Every production system must validate structured outputs. Model outputs can be invalid for reasons ranging from simple token limits to complex reasoning errors. Without validation, invalid outputs propagate through your system causing errors, crashes, or data corruption downstream.

Practical Example: DataForge Structured Output Pipeline

Who: A legal tech startup processing contract documents

Situation: DataForge extracts structured information from contracts using function calling

Problem: Initial implementation had 12% failure rate due to invalid function calls and schema mismatches

Solution: The team implemented a multi-layer validation pipeline:

Layer 1: Structural validation rejects non-JSON and schema violations immediately. Layer 2: Semantic validation checks that extracted dates are reasonable and entities are consistent. Layer 3: Business logic validation ensures extracted clauses are internally consistent. Layer 4: Cross-document validation flags inconsistencies across multiple contract sections.

Result: Invalid output rate dropped from 12% to 0.3%. The remaining failures are flagged for human review. Human review queue decreased 85%, making the system economically viable.

Cross-References

For tool use in agentic architectures, see Chapter 15.4 Agentic Workflow Systems.

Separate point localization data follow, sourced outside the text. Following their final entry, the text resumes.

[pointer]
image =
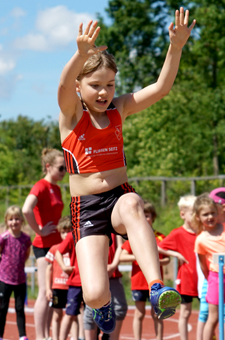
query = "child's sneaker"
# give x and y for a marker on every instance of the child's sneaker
(105, 318)
(164, 300)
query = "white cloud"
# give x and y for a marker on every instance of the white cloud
(6, 65)
(55, 27)
(17, 12)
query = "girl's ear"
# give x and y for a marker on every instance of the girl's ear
(47, 167)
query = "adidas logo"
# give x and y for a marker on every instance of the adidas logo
(81, 137)
(88, 224)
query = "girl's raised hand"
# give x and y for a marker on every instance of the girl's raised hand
(181, 32)
(86, 40)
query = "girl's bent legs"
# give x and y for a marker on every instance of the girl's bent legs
(139, 315)
(5, 293)
(92, 256)
(158, 325)
(20, 295)
(211, 322)
(128, 218)
(185, 312)
(41, 307)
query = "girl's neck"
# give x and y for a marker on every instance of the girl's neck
(215, 231)
(187, 227)
(15, 234)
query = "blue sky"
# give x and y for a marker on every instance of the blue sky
(37, 38)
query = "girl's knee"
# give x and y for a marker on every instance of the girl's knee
(96, 298)
(131, 204)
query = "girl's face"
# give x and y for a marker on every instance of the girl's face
(148, 217)
(97, 89)
(208, 216)
(14, 223)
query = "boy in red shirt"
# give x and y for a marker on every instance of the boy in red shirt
(74, 294)
(139, 285)
(180, 243)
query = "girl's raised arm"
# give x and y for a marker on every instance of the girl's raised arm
(67, 96)
(133, 103)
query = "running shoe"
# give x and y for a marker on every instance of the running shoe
(164, 300)
(105, 318)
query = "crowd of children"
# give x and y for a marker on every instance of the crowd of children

For security considerations with tool calling, see Chapter 20 Security. For evaluation of structured outputs, see Chapter 24 Evaluation.

Section Summary

Structured outputs transform models from text generators into reliable system components. JSON mode constrains output to conform to schemas, enabling programmatic consumption. Function calling enables models to invoke external tools with typed arguments. Tool schema design requires specific types, clear descriptions, and explicit handling of missing values. Validation layers are essential because every model produces invalid outputs occasionally. Measure reliability empirically across your specific tasks and schemas, not just on benchmarks.